= International family medicine =

Global health family medicine or international family medicine physicians are family physicians that specialize in working with underserved populations in resource-poor environments, often in developing nations. These physicians face the challenge of diagnosing patients without advanced laboratory or imaging techniques. Because of limited access to medications and specialists, International Family Medicine physicians must have flexible treatment strategies and a broad scope of practice.

==History==
Peter Parker, MD was one of the earliest full time American medical missionaries in 1834. He opened an ophthalmology hospital in China. Many physicians have worked in developing nations over the years. Surgeons and primary care physicians alike have donated their time or their entire lives to needy populations in the world. Modern organizations such as Médecins Sans Frontières (Doctors Without Borders) organize physicians from around the world to provide disaster medicine and relief work during times of extreme need or natural disasters.

Interest in international medicine among medical students and residents has been increasing. Many medical schools and residencies are offering global health tracks.
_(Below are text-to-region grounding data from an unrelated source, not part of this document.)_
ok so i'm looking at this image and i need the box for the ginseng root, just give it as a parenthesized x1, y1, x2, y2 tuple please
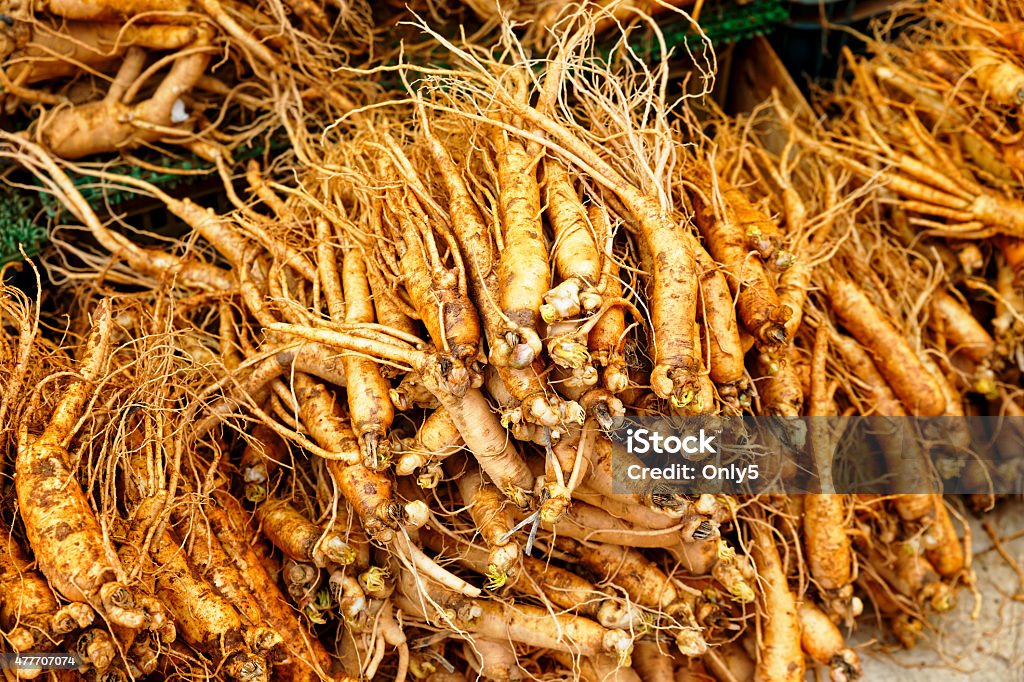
(798, 600, 861, 682)
(749, 513, 805, 682)
(449, 457, 521, 584)
(826, 277, 945, 416)
(256, 498, 356, 568)
(804, 495, 852, 591)
(340, 244, 395, 467)
(0, 526, 94, 652)
(541, 159, 603, 321)
(16, 299, 165, 633)
(689, 170, 791, 348)
(395, 570, 633, 662)
(493, 128, 550, 366)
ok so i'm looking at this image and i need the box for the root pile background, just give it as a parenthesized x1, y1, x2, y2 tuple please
(1, 1, 1022, 681)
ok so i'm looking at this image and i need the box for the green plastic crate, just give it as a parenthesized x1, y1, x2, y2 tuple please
(0, 191, 47, 267)
(641, 0, 789, 51)
(0, 134, 289, 266)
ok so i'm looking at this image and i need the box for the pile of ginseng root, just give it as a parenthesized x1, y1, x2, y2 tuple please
(2, 1, 1024, 681)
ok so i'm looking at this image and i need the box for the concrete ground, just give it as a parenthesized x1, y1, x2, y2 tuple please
(845, 501, 1024, 682)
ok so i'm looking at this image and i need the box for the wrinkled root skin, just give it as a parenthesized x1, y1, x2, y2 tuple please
(37, 28, 211, 158)
(35, 0, 194, 22)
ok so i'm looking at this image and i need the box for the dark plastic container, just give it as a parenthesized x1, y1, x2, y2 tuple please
(768, 0, 898, 94)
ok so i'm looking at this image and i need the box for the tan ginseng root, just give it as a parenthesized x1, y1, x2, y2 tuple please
(0, 525, 94, 654)
(37, 26, 212, 158)
(549, 434, 711, 524)
(286, 372, 407, 543)
(708, 538, 758, 605)
(629, 640, 676, 682)
(185, 511, 266, 630)
(830, 333, 935, 523)
(803, 114, 1024, 238)
(390, 482, 481, 600)
(367, 258, 421, 340)
(447, 456, 520, 585)
(826, 276, 945, 416)
(585, 204, 629, 394)
(760, 140, 838, 425)
(688, 169, 792, 348)
(319, 494, 371, 573)
(774, 159, 836, 345)
(803, 439, 859, 620)
(378, 599, 410, 682)
(23, 0, 191, 22)
(804, 494, 852, 592)
(389, 371, 440, 411)
(998, 236, 1024, 284)
(956, 30, 1024, 108)
(207, 491, 335, 680)
(556, 538, 706, 656)
(273, 323, 534, 500)
(830, 333, 905, 418)
(548, 330, 598, 396)
(290, 372, 360, 466)
(798, 600, 861, 682)
(993, 251, 1024, 359)
(492, 127, 549, 368)
(513, 499, 691, 549)
(625, 205, 714, 413)
(418, 526, 642, 629)
(530, 457, 692, 540)
(484, 360, 579, 440)
(705, 640, 756, 682)
(859, 540, 952, 614)
(469, 65, 706, 408)
(255, 498, 356, 568)
(548, 650, 641, 682)
(239, 422, 287, 503)
(71, 628, 116, 675)
(690, 231, 746, 399)
(748, 510, 805, 682)
(394, 407, 464, 481)
(128, 498, 271, 681)
(537, 419, 599, 523)
(283, 374, 427, 553)
(20, 0, 313, 94)
(3, 20, 197, 85)
(329, 569, 369, 630)
(929, 291, 996, 369)
(377, 142, 484, 370)
(394, 568, 634, 663)
(753, 349, 803, 419)
(463, 637, 522, 682)
(919, 497, 966, 580)
(419, 111, 578, 428)
(804, 324, 853, 600)
(546, 296, 638, 407)
(338, 240, 395, 468)
(15, 299, 167, 634)
(541, 158, 604, 322)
Family medicine physicians, because of their broad scope, are particularly well suited for practicing in areas where specialists are not readily available. For those family physicians that desired full time careers in international medicine would generally begin their work immediately after residency. Because of the varied conditions of the developing world versus the training environment there is often a very steep learning curve for Western trained family physicians.
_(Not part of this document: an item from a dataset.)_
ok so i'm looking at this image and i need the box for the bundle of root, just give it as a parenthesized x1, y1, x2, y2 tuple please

In response to improving the preparedness for American family physicians, International Family Medicine Fellowships have emerged recently. These fellowships aim to better prepare family medicine graduates for the challenges that they will face overseas. The need for physicians well suited for international challenges is greatly needed, especially in areas with large refugee populations.

==Scope of practice==

Family medicine is a comprehensive specialty whose physicians are trained to provide continuing care across the life course and in multiple clinical settings. Depending on their training, community needs, and institutional privileges, international family physicians may provide outpatient and inpatient care and treat illnesses related to obstetrics, pediatrics, adult medicine, and orthopedics. International family medicine physicians also often manage tropical medicine, surgery, anesthesia, burn care, and HIV care.
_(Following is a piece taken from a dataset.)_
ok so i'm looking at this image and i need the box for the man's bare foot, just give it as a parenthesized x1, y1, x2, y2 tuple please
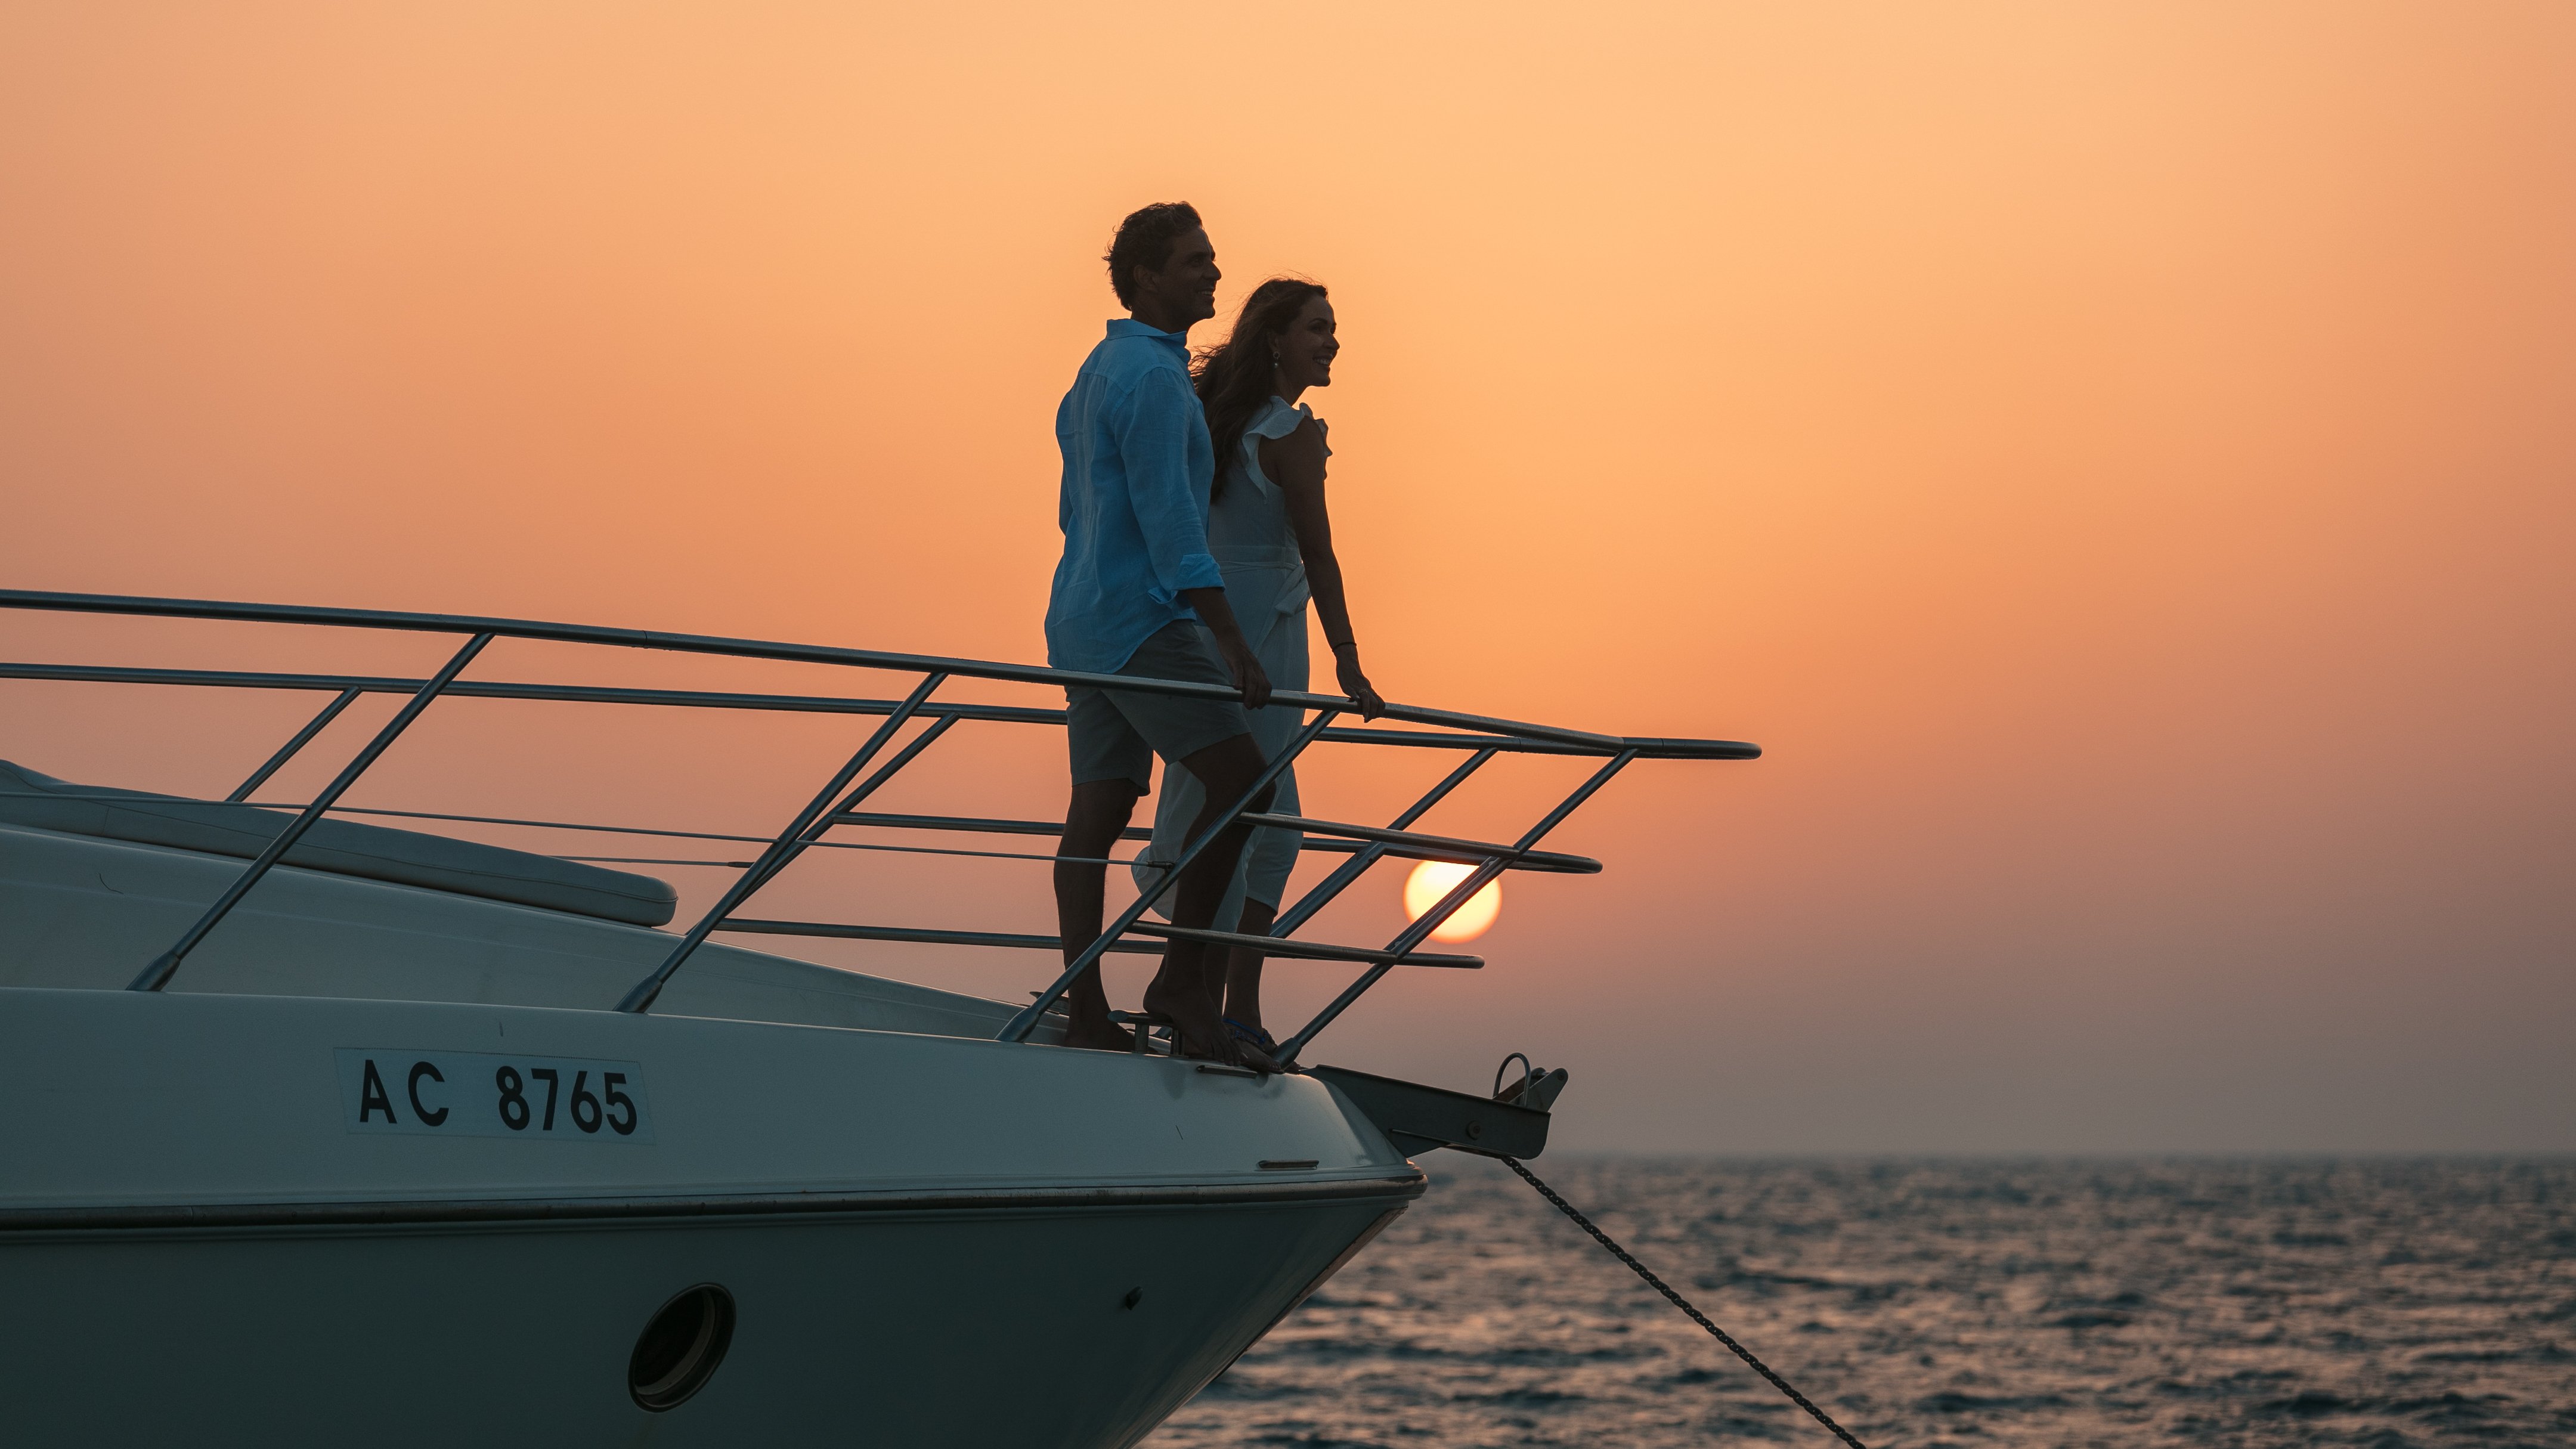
(1142, 967, 1244, 1065)
(1061, 1002, 1138, 1053)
In addition to the medical challenges, International family medicine physicians may also assume leadership and clinical governance in developing nations. The issues faced often range from obtaining local pharmaceuticals and supplies to repairing broken medical equipment. Engaging the public health issues of communities relating to sanitation and clean water is yet another task that falls on the wide shoulders of the physician. Cultural differences and corrupt governments also add impediments to the delivery of healthcare by international family medicine physicians.